Abu Dhabi plans tender for $2bn power plant
Abu Dhabi plans to invite firms in March to submit proposals to build a 1,600 megawatt power plant worth about $2 billion (Dh7.34bn), a government official said yesterday, as the emirate looks to meet tripling demand by 2020.
Water and electricity demand in Abu Dhabi is expected to rise seven to eight per cent a year over the next five years. Demand is growing quickly as the world's third-largest oil exporter builds infrastructure and industry to diversify away from dependence on petrodollars.
"We have started the process of prequalification and we are targeting sending the request for proposals early next month," said Abdulla Saif Al Nuaimi, director of privatisation at the Abu Dhabi Water and Electricity Authority (Adwea).
"We expect to finalise selection of the developer by November this year, [make the] financial close by April 2011 and commissioning in summer 2013," he said.
The Shuweihat 3 independent power project (IPP) will be the emirate's ninth power project under a privatisation plan launched in 1998, under which international developers take a stake in the project.
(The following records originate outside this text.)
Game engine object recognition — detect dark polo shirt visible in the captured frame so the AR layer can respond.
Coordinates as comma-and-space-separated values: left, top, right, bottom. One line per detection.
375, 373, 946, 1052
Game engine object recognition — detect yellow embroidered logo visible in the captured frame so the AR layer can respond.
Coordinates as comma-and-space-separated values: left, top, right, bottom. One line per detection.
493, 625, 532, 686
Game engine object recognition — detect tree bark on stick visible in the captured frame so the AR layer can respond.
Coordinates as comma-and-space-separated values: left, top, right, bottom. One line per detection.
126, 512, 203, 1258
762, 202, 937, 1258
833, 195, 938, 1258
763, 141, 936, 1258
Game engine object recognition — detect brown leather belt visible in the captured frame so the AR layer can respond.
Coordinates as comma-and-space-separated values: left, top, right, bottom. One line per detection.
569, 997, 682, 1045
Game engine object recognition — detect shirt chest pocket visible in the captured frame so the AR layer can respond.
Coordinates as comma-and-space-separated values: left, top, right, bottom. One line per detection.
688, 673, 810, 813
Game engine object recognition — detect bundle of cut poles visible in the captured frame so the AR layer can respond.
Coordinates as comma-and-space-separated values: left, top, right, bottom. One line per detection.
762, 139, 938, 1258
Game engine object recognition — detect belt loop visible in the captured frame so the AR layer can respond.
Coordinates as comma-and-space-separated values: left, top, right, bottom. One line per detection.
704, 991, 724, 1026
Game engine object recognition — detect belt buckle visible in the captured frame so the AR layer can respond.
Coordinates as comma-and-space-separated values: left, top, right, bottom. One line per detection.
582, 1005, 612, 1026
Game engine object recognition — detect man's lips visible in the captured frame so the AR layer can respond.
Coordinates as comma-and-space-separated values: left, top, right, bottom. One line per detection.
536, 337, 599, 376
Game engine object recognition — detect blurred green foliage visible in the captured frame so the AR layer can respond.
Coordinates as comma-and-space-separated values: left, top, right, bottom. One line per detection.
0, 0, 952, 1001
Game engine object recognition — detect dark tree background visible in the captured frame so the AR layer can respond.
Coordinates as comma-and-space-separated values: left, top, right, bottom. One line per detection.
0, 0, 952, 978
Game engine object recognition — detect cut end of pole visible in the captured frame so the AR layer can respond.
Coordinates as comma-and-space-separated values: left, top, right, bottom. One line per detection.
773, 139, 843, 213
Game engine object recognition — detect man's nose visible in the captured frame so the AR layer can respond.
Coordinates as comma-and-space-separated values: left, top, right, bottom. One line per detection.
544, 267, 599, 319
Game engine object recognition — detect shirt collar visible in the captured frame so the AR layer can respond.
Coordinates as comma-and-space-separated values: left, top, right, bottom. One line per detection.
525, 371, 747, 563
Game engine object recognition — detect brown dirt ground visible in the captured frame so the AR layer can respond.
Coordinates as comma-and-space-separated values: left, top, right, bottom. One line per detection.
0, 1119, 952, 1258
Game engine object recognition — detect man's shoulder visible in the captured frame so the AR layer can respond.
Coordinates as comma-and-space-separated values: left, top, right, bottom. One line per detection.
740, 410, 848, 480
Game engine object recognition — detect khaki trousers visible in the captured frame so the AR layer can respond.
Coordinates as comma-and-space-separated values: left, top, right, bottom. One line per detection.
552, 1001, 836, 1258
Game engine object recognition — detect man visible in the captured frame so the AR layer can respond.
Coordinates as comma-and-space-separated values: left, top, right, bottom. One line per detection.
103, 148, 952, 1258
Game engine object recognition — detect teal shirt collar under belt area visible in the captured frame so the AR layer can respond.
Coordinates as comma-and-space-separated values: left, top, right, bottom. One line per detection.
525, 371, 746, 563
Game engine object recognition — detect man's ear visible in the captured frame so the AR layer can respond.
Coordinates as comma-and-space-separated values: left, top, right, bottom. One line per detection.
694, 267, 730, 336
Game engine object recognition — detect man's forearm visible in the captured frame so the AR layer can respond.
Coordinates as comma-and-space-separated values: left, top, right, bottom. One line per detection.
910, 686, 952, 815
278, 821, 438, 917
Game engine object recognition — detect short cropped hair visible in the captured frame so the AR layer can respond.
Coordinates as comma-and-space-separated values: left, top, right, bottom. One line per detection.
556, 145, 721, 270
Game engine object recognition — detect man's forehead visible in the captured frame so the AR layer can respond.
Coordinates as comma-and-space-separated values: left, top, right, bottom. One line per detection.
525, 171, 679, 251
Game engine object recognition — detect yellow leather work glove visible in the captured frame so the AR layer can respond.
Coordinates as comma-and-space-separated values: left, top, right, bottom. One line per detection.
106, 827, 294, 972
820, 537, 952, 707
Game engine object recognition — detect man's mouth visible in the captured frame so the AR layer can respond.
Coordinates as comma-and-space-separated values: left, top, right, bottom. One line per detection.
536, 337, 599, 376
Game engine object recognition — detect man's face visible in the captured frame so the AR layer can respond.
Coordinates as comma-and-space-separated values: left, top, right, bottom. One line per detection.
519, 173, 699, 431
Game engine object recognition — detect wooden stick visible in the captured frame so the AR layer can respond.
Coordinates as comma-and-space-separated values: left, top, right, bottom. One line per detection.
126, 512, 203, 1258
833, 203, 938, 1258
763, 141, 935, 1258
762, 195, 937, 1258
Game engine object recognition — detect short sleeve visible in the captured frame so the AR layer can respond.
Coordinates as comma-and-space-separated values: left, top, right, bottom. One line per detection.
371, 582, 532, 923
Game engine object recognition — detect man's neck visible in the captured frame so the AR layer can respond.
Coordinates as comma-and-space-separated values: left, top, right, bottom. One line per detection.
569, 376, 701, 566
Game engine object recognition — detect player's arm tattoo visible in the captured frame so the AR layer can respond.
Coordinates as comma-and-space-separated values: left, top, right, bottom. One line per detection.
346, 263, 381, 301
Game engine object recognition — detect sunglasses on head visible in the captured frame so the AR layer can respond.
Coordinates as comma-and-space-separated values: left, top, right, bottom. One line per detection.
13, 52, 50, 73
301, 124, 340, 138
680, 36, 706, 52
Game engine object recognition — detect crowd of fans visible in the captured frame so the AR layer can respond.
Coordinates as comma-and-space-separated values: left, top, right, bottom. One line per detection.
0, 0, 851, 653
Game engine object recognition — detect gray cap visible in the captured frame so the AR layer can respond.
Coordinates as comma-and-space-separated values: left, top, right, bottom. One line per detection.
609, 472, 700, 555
Under the IPP model, foreign investors operate the plant. The UAE has embarked upon a nuclear programme to try to meet spiralling electricity demand. In December, it awarded a deal worth up to $40bn, one of the largest ever awarded in the Middle East, to a South Korean consortium to build and operate four nuclear reactors in the Gulf country.
Abu Dhabi holds most of the UAE's crude reserves and oil revenues have helped it avoid the worst of the global economic slowdown, as well as the debt crisis that has hit neighbouring emirate Dubai.
Shuweihat 3 will be Abu Dhabi's first IPP.
The previous eight projects are all independent water and power projects (IWPPs). Adwea decided not to include water desalination at Shuweihat 3 to save on investment in water pipelines and for technological reasons, Nuaimi said.
The selected international developer would take a 40 per cent stake in the plant, with Adwea taking the remaining 60 per cent, he said. Financing would be a combination of debt and equity.
Companies such as General Electric, Mitsubishi, Suez Tractebel, Hyundai Heavy Industries and International Power have shown interest in power contracts.